The msvcr100.dll sub-problem
Quite often the dependency analyzer finds that the culprit is msvcr100.dll or something similar, which you might be completely unaware of. This msvcr100.dll is the dynamically linkable runtime library for software written using some old version of Microsoft Visual C++, which is a very popular language for writing all sorts of software under Windows, so if your application is using any third-party libraries, then one or more of them have almost certainly been written in MSVC. For some reason, many developers of libraries choose to make their product depend on an external instance of the MSVC runtime library instead of statically linking the MSVC runtime library into their product, and this creates an extra moving part which must be dealt with by others, like you.
What is especially treacherous about msvcr100.dll in particular is that most large commercial applications contain it and install it in your Windows/System32 folder, so once you have installed a few commonly used apps on your machine you almost certainly have msvcr100.dll. This causes two major problems:
- You are completely oblivious to the fact that the application that you are developing indirectly depends on msvcr100.dll without including it in its own installer. You only discover this problem when you try to run your application on a relatively fresh installation of Windows.

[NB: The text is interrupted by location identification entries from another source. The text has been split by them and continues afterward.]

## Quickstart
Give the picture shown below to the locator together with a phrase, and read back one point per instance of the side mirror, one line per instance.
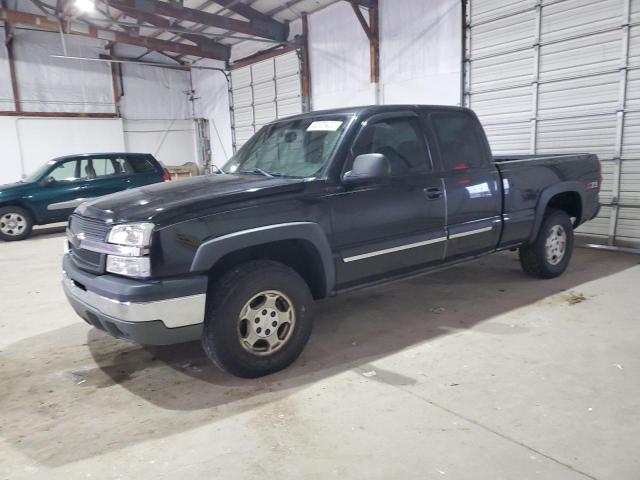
(46, 181)
(367, 167)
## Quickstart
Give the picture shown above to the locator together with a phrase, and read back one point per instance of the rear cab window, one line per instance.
(140, 164)
(458, 139)
(400, 139)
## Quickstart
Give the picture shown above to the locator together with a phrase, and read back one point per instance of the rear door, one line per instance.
(471, 180)
(141, 170)
(66, 189)
(394, 224)
(103, 176)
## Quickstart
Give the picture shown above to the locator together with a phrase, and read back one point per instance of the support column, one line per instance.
(306, 66)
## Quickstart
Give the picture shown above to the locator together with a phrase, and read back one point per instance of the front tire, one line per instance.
(258, 319)
(15, 223)
(548, 256)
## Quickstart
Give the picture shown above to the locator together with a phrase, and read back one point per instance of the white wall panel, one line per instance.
(505, 34)
(579, 96)
(65, 136)
(263, 92)
(500, 71)
(155, 93)
(571, 18)
(173, 142)
(6, 93)
(339, 51)
(595, 53)
(575, 76)
(485, 10)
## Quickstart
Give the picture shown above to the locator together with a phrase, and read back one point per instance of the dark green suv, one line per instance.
(52, 192)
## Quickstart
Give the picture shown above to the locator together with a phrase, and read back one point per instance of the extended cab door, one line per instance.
(474, 198)
(389, 225)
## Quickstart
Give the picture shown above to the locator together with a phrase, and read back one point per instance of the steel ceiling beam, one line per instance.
(77, 28)
(258, 28)
(222, 51)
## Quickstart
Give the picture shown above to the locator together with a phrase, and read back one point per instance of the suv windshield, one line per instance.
(296, 148)
(35, 176)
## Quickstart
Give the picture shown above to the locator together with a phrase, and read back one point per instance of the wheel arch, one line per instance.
(566, 196)
(302, 246)
(24, 206)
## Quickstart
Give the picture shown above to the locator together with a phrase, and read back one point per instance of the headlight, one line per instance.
(129, 266)
(133, 234)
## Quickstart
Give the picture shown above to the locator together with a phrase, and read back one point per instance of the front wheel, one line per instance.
(549, 255)
(15, 223)
(258, 319)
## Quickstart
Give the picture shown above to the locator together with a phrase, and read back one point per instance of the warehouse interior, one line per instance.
(470, 372)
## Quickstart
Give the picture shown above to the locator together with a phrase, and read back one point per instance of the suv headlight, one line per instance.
(129, 266)
(132, 234)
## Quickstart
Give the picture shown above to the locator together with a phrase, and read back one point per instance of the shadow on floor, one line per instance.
(68, 395)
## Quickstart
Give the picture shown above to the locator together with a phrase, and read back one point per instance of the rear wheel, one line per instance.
(549, 255)
(258, 319)
(15, 223)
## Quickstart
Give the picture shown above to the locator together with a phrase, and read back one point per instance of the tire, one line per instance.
(549, 255)
(269, 293)
(15, 223)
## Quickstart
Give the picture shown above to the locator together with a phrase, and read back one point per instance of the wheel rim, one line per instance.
(266, 322)
(12, 224)
(556, 245)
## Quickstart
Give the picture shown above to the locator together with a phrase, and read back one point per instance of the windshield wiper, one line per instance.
(261, 172)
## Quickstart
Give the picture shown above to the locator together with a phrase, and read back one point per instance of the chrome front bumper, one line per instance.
(173, 312)
(151, 320)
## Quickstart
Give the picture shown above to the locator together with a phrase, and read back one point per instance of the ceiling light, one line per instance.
(85, 6)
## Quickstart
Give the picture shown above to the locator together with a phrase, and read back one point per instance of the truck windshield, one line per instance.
(296, 148)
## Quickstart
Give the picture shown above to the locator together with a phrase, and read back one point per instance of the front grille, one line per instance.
(93, 229)
(88, 256)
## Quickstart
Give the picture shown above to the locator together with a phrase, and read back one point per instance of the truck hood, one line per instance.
(163, 203)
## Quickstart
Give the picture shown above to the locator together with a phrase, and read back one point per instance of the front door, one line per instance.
(474, 200)
(390, 225)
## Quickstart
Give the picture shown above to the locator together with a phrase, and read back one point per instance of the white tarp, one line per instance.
(339, 56)
(420, 51)
(212, 103)
(48, 84)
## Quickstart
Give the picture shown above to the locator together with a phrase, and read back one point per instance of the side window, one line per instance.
(137, 165)
(65, 172)
(399, 139)
(92, 168)
(458, 140)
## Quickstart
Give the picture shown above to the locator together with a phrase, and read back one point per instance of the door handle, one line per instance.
(433, 193)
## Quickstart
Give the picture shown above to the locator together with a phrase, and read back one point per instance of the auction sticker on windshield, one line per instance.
(324, 126)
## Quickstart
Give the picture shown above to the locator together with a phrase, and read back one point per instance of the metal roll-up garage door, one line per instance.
(262, 92)
(563, 76)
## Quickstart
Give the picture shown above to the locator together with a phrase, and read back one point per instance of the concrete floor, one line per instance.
(477, 372)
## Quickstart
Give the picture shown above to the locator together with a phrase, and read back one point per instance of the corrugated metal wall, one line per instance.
(563, 76)
(262, 92)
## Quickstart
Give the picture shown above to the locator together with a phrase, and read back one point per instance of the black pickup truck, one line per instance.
(312, 206)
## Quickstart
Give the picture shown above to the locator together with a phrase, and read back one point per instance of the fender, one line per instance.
(213, 250)
(550, 192)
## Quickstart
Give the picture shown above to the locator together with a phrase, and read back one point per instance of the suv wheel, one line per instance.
(549, 255)
(15, 223)
(258, 319)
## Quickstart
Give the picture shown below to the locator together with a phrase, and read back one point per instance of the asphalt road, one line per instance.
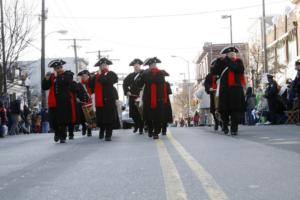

- Not only you are oblivious about the msvcr100.dll problem, but also, the developers of libraries that you use might also be oblivious to it. For example, HDF5DotNet.dll is a popular library used by DotNet applications for reading and writing HDF5 files. This library depends on msvcr100.dll but does not include it in its installable package, nor is there any mention in their documentation about the fact that msvcr100.dll must be present in order for their library to successfully load.
Note that an msvcr100.dll with a size of 773968 bytes may exist under C:\Windows\SysWOW64, but it may not necessarily be the one you need. Your application might instead depend on another msvcr100.dll with a size of 829264 bytes under C:\Windows\System32.
The approach recommended by Microsoft for solving this kind of problem is to include the "Microsoft Visual C++ Redistributable" installable package, and install it as part of the application's installation process. An easier way is to simply include a copy of msvcr100.dll in the directory from which your application launches.